One way to declare success when you’re not sure of the
target is to first find a baseline and then look for improvement from that
point forward. The baseline is established by taking an initial measurement to
see what the current state is. Your target is then based on making some
improvement from the baseline.
Let’s revisit the client satisfaction survey example
mentioned earlier. If you didn’t have a valid survey target to shoot for, you
can take the initial survey result of 3.8 out of 5.0 as a baseline. Your project
scorecard target might then be that you will improve this baseline number by
10% before the project ends. You could then take a similar client satisfaction
survey halfway through the project and at the end. If your final survey numbers
average 4.18 (3.8 * 1.10), then you can declare success for that measure.

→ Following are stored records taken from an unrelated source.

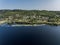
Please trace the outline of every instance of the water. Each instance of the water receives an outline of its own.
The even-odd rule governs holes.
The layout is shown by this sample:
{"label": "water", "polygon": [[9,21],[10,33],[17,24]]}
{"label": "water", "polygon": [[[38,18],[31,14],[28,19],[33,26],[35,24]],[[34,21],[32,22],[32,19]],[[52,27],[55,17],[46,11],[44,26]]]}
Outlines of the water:
{"label": "water", "polygon": [[60,26],[0,26],[0,45],[60,45]]}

The beauty of this technique is that it works regardless of
the initial baseline average. If your first survey was a 3.0 average, then your
final survey should be at least a 3.3 (3.0 * 1.10). If your first survey
baseline was a 3.3, your final survey numbers should be 3.63 (3.3 * 1.10). The
target is a 10% improvement from your first baseline measure, regardless of
what that initial average number is.
When you’re trying to objectively measure the success of
your project, it’s imperative that you have good targets in place. Many targets
can be stated with some degree of confidence. Other are
not known ahead of time. When you don’t know what a good target level is, you
can usually measure early to gain a baseline, and then focus on some type of
improvement by the time the project is over.